Meselenin bir daha, bu açıdan mütalaa edilmesi için Üstad'ın beyanlarını buraya alıyoruz:
"Amma maslahat için kizb ise, zaman onu neshetmiş. Maslahat ve zaruret için bazı âlim "muvakkat" fetvası vermişler. Bu zamanda o fetva verilmez. Çünki o kadar sû'-i istimal edilmiş ki, yüz zararı içinde bir menfaatı olabilir. Onun için hüküm maslahata bina edilmez." (Hutbe-i Şamiye)
Bakın hadisin fetvası ile bu fetvanın hiç alakası yok. Çünkü Üstad'ın kaldırdığı fetva için çizdiği sınırlar belli.
1-(Genel anlamda) Maslahat ve zaruret için yalan. Yani nerde hayırlı bir fayda görse ve tam ihtiyaç varsa orada yalan söyleyebilir.
2- Bazı alimlerin verdiği bir fetva. Yani bütün alimler caiz dememiş.

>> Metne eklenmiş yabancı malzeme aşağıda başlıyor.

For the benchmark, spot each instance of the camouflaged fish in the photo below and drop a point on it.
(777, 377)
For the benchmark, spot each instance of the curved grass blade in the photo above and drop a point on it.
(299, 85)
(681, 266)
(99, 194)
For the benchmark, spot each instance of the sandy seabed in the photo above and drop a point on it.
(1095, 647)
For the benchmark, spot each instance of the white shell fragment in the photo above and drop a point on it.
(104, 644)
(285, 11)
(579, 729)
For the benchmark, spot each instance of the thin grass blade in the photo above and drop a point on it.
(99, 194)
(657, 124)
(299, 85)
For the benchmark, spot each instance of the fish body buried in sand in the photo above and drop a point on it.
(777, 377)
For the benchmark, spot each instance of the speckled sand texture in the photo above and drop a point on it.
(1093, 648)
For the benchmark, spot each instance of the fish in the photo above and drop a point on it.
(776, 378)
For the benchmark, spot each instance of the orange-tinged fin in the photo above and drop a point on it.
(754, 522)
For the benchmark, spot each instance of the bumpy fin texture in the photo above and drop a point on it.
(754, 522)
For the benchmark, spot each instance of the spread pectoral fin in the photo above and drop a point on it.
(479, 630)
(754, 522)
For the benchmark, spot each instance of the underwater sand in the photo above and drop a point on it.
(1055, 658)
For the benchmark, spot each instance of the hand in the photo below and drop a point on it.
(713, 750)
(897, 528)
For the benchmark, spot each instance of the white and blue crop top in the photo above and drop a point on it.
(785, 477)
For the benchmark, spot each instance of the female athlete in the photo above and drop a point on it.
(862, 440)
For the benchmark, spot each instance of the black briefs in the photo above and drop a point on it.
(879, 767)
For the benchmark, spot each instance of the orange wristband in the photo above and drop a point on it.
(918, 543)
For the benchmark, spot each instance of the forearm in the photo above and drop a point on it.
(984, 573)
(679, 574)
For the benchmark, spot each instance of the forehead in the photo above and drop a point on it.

3- Muvakkat, yani zamanın şartlarına bağlı.
Halbuki hadisin fetvası bu üç noktadan da farklıdır.
1- Hadis genel bir fayda değil üç noktada faydayla sınırlamış: Harbde, hanımına karşı ve küsleri barıştırırken.
2- Bu fetvayı veren bazı alimler değil, bizzat Peygamberimiz sav.
3- Onun fetvası zamanla sınırlı olmaz bütün asırlara hitab eder dinin temeli olur.